Quinn saw that he was wearing brown Doc Martens boots. He was slim and muscular, slightly shorter than Quinn.

“This about Jane Nixon?” he asked.

Quinn said that it was.

“I already talked to a police detective,” Trent said. “They accepted my alibi.” He dug into his hip pocket for his wallet and handed Quinn a ticket stub for God Is My Sales Manager. The address on the stub was in Lower Manhattan.

“This is what?” Quinn asked.

“A motivational talk. I was there listening to it the night Jane was attacked,” he said, as if that settled the matter and now he could get back to work.

“Truck drivers do much selling?”

“No. That’s the problem. It’s why I’m thinking about getting into sales.”

“You know the name Lincoln Evans?” Quinn asked.

“Sure. It’s been all over the news.”

Quinn’s cell phone abruptly vibrated in his pocket. He drew it out to silence it, but when he glanced at it and saw Pearl’s name, he thought he’d better take the call. He excused himself and moved a few steps away, half turning his back for privacy but leaving enough angle so he could keep an eye on Trent.

“Whadya got, Pearl?”

“I did more checking on Jane Nixon’s exonerated rapist, like you told me,” Pearl said. “He’s been mixed up in some bad stuff, and used forged papers and different identities, buying and selling stolen goods. The name Scott Trent is an alias he was using at the time of his rape conviction, and he’s been using that name in New York since his release.”

“You don’t say,” Quinn said, trying to sound casual in case Trent was tuned in.

Quinn suddenly remembered Trent’s words: “Gotta be in Georgia tomorrow with this carpet pad.”

“Quinn, he’s also Beth Evans’s former husband, Roy Brannigan.” Pearl gave Quinn a few seconds to absorb what she’d said. “He supposedly raped Jane Nixon not long after he left Beth in Missouri and found his way to New York.”

“And the DNA evidence that sprang him?”

“He was convicted on blood type and Nixon’s identification. Turns out it wasn’t his blood.”

“Then he really was innocent.”

“That time, anyway,” Pearl said. “Like a lot of those other guys who’ve been set free thanks to DNA.”

Quinn kept his voice low and told Pearl where he was.

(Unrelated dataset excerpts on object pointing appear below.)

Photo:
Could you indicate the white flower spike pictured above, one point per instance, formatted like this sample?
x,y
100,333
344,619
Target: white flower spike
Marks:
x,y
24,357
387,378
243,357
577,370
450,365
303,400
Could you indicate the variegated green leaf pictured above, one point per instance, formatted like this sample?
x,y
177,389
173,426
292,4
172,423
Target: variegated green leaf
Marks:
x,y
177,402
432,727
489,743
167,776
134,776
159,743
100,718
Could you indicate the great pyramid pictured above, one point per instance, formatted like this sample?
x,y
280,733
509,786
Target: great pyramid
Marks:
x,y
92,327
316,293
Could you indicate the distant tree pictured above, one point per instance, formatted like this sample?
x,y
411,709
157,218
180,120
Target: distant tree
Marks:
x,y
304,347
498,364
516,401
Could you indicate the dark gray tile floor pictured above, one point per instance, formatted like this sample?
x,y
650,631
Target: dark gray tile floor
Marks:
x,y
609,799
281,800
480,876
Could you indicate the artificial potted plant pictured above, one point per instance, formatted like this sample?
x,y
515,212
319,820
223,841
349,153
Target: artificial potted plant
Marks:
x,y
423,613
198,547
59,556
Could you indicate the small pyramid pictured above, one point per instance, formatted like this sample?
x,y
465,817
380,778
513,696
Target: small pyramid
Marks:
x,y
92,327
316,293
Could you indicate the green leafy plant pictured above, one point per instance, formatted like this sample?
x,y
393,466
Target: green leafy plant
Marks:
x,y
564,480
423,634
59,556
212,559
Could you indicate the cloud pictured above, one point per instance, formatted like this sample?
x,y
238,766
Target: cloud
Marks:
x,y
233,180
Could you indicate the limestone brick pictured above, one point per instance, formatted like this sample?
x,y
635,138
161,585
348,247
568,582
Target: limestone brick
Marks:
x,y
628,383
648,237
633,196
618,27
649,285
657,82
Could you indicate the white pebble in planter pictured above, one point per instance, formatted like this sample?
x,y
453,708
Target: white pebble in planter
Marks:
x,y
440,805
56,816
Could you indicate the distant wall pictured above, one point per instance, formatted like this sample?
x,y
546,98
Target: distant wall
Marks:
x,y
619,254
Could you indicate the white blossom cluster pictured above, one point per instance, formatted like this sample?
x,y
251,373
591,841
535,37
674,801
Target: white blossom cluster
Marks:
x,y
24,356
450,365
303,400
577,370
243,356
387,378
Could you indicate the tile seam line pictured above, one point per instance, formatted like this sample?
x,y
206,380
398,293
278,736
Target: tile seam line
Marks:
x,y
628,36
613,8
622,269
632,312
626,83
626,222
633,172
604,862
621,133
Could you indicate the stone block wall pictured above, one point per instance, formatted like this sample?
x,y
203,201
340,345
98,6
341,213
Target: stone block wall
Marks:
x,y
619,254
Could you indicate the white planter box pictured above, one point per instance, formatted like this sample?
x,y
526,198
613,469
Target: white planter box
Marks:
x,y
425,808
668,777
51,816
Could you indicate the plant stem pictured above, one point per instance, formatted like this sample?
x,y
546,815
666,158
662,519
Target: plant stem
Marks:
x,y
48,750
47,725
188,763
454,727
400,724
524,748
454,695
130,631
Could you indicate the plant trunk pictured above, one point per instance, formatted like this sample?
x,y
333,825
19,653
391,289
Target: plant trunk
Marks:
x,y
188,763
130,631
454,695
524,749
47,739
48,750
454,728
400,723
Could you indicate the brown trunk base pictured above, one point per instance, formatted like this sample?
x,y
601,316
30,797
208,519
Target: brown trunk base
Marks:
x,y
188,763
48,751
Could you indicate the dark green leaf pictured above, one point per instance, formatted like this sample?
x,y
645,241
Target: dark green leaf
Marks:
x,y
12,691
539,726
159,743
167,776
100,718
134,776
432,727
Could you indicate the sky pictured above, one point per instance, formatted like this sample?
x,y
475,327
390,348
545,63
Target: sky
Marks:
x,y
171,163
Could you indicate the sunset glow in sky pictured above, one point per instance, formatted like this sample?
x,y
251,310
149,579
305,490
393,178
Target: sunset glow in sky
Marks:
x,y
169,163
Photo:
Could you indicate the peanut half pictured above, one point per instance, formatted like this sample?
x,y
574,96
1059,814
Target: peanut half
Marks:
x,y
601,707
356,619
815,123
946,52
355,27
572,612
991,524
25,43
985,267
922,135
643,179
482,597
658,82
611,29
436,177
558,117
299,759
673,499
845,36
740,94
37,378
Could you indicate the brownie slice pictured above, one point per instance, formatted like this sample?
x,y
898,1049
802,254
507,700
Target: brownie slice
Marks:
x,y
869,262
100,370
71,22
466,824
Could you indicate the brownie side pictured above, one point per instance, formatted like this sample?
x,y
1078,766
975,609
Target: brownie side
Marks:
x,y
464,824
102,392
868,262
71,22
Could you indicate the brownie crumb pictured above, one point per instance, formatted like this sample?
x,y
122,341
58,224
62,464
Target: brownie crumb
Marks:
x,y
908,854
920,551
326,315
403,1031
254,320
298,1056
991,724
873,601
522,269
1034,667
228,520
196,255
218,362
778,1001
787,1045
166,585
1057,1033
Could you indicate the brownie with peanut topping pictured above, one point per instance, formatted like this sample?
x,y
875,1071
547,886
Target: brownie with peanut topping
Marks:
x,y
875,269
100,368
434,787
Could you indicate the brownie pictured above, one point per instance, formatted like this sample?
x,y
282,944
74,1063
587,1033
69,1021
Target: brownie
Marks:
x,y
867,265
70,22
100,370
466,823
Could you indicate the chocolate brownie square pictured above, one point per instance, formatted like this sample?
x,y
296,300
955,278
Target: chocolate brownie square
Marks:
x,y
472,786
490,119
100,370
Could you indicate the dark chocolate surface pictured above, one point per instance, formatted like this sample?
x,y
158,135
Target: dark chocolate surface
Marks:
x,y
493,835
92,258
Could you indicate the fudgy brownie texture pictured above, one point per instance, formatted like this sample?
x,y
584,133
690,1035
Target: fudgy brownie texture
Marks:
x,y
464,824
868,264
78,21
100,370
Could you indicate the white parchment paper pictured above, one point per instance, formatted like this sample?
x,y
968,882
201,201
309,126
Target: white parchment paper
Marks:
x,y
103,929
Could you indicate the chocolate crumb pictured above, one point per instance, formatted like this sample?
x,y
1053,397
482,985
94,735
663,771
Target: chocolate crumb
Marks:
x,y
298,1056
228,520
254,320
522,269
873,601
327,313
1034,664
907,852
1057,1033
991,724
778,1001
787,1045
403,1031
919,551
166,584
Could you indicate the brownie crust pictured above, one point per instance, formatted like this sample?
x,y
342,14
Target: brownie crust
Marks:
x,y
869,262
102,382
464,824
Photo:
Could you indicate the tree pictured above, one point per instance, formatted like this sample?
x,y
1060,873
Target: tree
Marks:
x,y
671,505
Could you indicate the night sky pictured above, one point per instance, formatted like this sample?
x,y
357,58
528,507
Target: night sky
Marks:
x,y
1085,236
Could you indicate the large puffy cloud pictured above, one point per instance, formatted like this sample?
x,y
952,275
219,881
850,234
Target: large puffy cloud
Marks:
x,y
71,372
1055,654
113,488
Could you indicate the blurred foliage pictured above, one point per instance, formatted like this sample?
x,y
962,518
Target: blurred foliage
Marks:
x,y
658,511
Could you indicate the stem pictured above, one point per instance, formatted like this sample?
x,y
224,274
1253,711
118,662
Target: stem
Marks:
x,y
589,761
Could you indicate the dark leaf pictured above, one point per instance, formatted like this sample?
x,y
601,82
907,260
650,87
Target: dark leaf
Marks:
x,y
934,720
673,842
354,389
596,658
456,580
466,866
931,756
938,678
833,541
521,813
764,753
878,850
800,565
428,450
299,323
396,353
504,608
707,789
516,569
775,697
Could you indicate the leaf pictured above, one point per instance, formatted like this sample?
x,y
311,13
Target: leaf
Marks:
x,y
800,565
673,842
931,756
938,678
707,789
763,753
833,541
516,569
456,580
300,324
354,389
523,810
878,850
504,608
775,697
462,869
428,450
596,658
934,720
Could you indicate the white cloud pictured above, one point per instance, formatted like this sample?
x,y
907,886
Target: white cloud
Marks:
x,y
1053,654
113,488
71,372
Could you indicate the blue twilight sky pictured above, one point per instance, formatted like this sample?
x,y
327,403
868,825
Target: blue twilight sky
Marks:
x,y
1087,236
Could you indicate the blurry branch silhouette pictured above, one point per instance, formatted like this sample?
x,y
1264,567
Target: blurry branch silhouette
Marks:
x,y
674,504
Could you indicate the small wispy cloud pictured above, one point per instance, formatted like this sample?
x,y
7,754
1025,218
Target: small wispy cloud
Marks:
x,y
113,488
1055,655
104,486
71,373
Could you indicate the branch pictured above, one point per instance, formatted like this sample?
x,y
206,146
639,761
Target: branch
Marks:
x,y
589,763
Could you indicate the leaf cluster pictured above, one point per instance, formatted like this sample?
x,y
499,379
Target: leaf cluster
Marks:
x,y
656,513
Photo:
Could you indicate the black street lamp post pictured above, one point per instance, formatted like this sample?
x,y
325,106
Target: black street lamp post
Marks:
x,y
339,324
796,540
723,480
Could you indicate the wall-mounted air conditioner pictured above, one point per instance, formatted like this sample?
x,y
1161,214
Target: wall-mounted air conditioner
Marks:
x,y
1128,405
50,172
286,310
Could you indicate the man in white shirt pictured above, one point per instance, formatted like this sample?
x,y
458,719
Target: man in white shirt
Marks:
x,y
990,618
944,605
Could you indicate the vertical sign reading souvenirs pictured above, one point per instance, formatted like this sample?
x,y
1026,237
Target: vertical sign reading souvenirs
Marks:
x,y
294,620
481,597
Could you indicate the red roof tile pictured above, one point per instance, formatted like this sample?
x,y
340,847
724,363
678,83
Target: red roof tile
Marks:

She’d know what to do.

“Be careful,” he heard her say, as he broke the connection.

Trent-or Brannigan-hadn’t moved while Quinn was talking, but there was something different about his stance, a subtle tenseness. How much had he overheard?

Quinn smiled and stuffed the phone back in his pocket. “I do have a few more questions about Jane Nixon,” he said, letting Trent think the conversation wasn’t about anything he had to fear. “The woman you were convicted of raping.”

“I was later exonerated. DNA don’t lie.”

“Far as we know.” Quinn worked his way closer.

“What’s that supposed to mean?” Brannigan’s eyes were beginning to roam. Quinn knew the signs.

“Listen, Scott-”

Brannigan hit him hard in the stomach with his fist, and then slammed the clipboard into his head.

Quinn shook off the clipboard blow easily enough, but he sank to his knees trying to catch his breath. Brannigan was on the run, and he had a stride like a deer’s.

When Quinn was just beginning to suck in air, the steel door opened at the top of the steps and the big boss peered down at him.

“What the shit’s goin’ on here?” he asked.

Quinn tried to speak but only made a squeaking sound. He raised a forefinger for the boss to give him a few seconds.

The boss came halfway down the steps and leaned so he could get a better look at Quinn.

“The employees park in this lot?” Quinn managed to wheeze.

“No. They park in a lot out front.”

“That the only gate?” Quinn tried to motion with his head, but his head didn’t move.

“That’s it,” the boss said.

“Lock it,” Quinn said.

“Says who?”

“Me,” Quinn said, and drew his police special from its holster. “And when you’re finished, go back inside and lock that door.”

When the boss was headed toward the chain-link gate, Quinn worked his way to his feet. Holding the old revolver at the ready, he began moving cautiously along the line of trailers, now and then pausing to peek beneath them. He tasted blood trickling down from the clipboard cut on his forehead, but it was Roy Brannigan’s blood that he smelled.